If you would like a more detailed picture of your cardiovascular risk, Brooksby Medical offers a private advanced cholesterol profile that includes standard lipid markers alongside ApoB and Lp(a), with a written GP interpretation and the option of a follow-up consultation. This is a paid private service. It is not a replacement for NHS cardiovascular care, but it can provide additional information to support an informed discussion with your own GP.
References
Blumenthal RS, Morris PB, et al. 2026 ACC/AHA/Multisociety Guideline on the Management of Dyslipidemia. Circulation. 2026. doi:10.1161/CIR.0000000000001423 (published simultaneously in JACC, doi:10.1016/j.jacc.2025.11.016).

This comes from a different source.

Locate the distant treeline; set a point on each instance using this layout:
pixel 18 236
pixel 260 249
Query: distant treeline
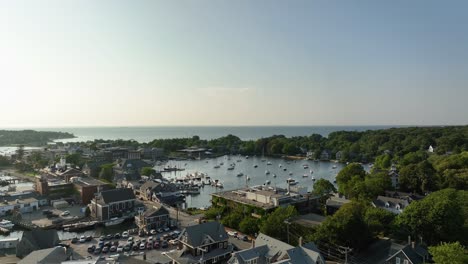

National Institute for Health and Care Excellence. Cardiovascular disease: risk assessment and reduction, including lipid modification (NG238). 2023. https://www.nice.org.uk/guidance/ng238
Cegla J, Neely RDG, France M, et al. HEART UK consensus statement on Lipoprotein(a): a call to action. Atherosclerosis. 2019;291:62–70. https://pubmed.ncbi.nlm.nih.gov/31704552/
Kenkre JS, et al. Standardising lipid testing and reporting in the United Kingdom: a joint statement by HEART UK and the Association for Laboratory Medicine. Annals of Clinical Biochemistry. 2025. https://pubmed.ncbi.nlm.nih.gov/39789723/
Medical disclaimer. This article is for informational purposes and does not constitute medical advice. Blood test results should always be interpreted by a qualified healthcare professional in the context of your individual symptoms, history, and clinical picture. If you have concerns about your health, please consult your GP.